Cette période d’intense implication citoyenne aurait pu et dû servir de levier pour l’émergence d’un projet de transformations en tous domaines. C’est-à-dire d’une gauche fidèle à sa mission historique. Car le non rassemblait la gauche par un retour à ses fondamentaux historiques, tandis que le oui la divisait : la fameuse concurrence libre et non faussée provoquait des clivages insurmontables quant à la vision de l’économie et de la société. Par ces prises de positions électorales, les deux gauches « irréconciliables » émergeaient, du simple fait qu’une des deux n’était tout simplement plus de gauche.
La loi d’airain du marché s’appesantit plus que jamais sur les peuples, mis en concurrence les uns contre les autres, pour mieux garantir les profits d’une minorité toujours plus avide. Pourtant, il n’existe nulle fatalité à ce que ce sombre dessein se réalise. Les peuples peuvent et doivent se réveiller pour reprendre en main leur avenir. À l’image de ce que réalisa le peuple français le 29 mai 2005 en congédiant l’impitoyable férule d’un projet de société que les possédants voulaient lui appliquer sans ménagement. C’est à ces conditions qu’un nouveau printemps du peuple pourra advenir.
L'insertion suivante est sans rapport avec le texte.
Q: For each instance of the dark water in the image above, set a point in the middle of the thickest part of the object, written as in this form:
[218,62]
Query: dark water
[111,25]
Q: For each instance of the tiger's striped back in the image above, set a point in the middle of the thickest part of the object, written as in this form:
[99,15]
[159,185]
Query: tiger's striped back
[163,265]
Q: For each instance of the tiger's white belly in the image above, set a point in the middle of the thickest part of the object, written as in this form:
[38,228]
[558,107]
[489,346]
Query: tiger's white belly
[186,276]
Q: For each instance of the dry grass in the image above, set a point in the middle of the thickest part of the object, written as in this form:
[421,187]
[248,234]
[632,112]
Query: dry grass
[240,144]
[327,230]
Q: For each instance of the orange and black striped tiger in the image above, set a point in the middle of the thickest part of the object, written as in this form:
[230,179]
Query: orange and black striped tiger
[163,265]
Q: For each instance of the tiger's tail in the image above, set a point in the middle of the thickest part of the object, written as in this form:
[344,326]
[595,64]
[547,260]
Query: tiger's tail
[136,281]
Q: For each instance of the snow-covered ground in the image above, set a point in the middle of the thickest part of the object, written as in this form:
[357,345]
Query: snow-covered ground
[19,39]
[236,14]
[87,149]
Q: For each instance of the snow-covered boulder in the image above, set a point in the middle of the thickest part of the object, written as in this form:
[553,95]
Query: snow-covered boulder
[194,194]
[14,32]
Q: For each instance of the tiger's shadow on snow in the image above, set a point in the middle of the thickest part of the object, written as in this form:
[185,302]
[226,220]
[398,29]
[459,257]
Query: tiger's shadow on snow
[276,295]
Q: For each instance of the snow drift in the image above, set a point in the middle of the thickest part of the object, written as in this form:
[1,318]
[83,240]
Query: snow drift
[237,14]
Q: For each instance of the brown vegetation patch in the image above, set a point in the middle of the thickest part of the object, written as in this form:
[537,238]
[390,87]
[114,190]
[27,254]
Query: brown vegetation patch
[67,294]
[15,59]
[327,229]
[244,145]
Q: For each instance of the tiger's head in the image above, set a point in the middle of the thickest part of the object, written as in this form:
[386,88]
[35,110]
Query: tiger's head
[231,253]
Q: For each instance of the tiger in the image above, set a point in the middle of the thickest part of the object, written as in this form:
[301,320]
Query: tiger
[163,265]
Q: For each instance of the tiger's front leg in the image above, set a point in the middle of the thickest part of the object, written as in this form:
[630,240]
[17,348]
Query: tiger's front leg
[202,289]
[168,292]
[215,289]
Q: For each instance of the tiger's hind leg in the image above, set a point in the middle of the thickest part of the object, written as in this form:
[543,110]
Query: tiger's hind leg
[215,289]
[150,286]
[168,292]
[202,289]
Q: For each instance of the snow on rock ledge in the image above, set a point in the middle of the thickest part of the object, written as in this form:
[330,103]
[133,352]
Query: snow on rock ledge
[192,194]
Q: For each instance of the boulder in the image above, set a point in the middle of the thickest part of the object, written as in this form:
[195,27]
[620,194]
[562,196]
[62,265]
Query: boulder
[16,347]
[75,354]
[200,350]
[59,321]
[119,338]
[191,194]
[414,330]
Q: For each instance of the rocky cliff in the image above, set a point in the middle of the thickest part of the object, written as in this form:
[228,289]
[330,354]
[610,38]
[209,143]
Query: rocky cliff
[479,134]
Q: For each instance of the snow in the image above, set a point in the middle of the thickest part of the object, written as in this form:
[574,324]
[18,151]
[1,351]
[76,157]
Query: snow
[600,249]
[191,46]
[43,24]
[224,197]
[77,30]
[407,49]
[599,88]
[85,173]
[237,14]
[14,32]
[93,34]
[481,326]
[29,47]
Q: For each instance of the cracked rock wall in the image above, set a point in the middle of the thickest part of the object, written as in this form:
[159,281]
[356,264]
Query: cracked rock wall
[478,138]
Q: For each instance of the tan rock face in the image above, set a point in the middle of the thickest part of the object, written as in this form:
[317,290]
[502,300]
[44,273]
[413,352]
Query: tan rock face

Lutter contre ce trou noir démocratique passe par la construction d’un nouveau récit mobilisateur. Le défi est celui d’un nouvel enchantement politique, ou plus précisément d’un ré-enchantement. Le verdict du référendum du 29 mai 2005 aurait pu être le détonateur d’un nouveau printemps des peuples européens. Sur les cendres de l’espérance du 29 mai 2005 bafouée par cet incroyable déni démocratique, agissons en conséquence pour contribuer à l’édification d’un autre printemps démocratique.
La souveraineté populaire ne s’use que quand on ne s’en sert plus ou quand on la bafoue. Célébrons la formidable victoire électorale du 29 mai 2025. Commémorons l’espoir détruit par l’incroyable forfaiture sarkozyste. Espérons l’irruption d’un nouveau printemps du peuple, qui s’avère plus que jamais nécessaire. C’est à ces conditions que la date du 29 mai 2005 restera une référence mobilisatrice incontournable pour les idéaux d’une gauche fidèle à son histoire et à ses perspectives.